You will notice it says load bead, not coat bead. You will still have to wipe it down with a knife or trowel.


----------



## Mr.Brightstar (Dec 2, 2011)

I've been using the sh!t out of my flat applicator. Put the mud on fast and trowel it out. 


http://youtu.be/R3RC9BjZj2I


----------



## icerock drywall (Nov 13, 2010)

Mr.Brightstar said:


> I've been using the sh!t out of my flat applicator. Put the mud on fast and trowel it out.
> 
> 
> http://youtu.be/R3RC9BjZj2I


I am thinking about trying one out...so are you saying your not boxing as much then?


----------



## Mr.Brightstar (Dec 2, 2011)

No, no boxes yet. The flat applicator leaves just enough mud to fill the seams on tape coat. On finish coat i'll make two passes and that leaves enough mud to cover and feather. 

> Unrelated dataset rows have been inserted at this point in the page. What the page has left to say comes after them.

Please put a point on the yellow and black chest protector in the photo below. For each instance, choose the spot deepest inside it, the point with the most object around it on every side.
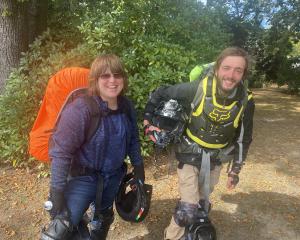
(211, 124)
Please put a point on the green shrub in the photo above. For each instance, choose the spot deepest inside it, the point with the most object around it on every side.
(24, 90)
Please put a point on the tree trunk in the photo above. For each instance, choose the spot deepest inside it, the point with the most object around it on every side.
(13, 36)
(37, 18)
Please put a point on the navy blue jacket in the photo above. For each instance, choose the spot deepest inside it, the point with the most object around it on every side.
(115, 139)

http://youtu.be/R3RC9BjZj2I


----------



## icerock drywall (Nov 13, 2010)

Mr.Brightstar said:


> No, no boxes yet. The flat applicator leaves just enough mud to fill the seams on tape coat. On finish coat i'll make two passes and that leaves enough mud to cover and feather.
> 
> 
> http://youtu.be/R3RC9BjZj2I


so you dont have a 8 or a 10 applicator


----------



## Mr.Brightstar (Dec 2, 2011)

icerock drywall said:


> so you dont have a 8 or a 10 applicator



Nope. I should puck one up. I don't know why I never thought of that. Thanks.


http://youtu.be/R3RC9BjZj2I


----------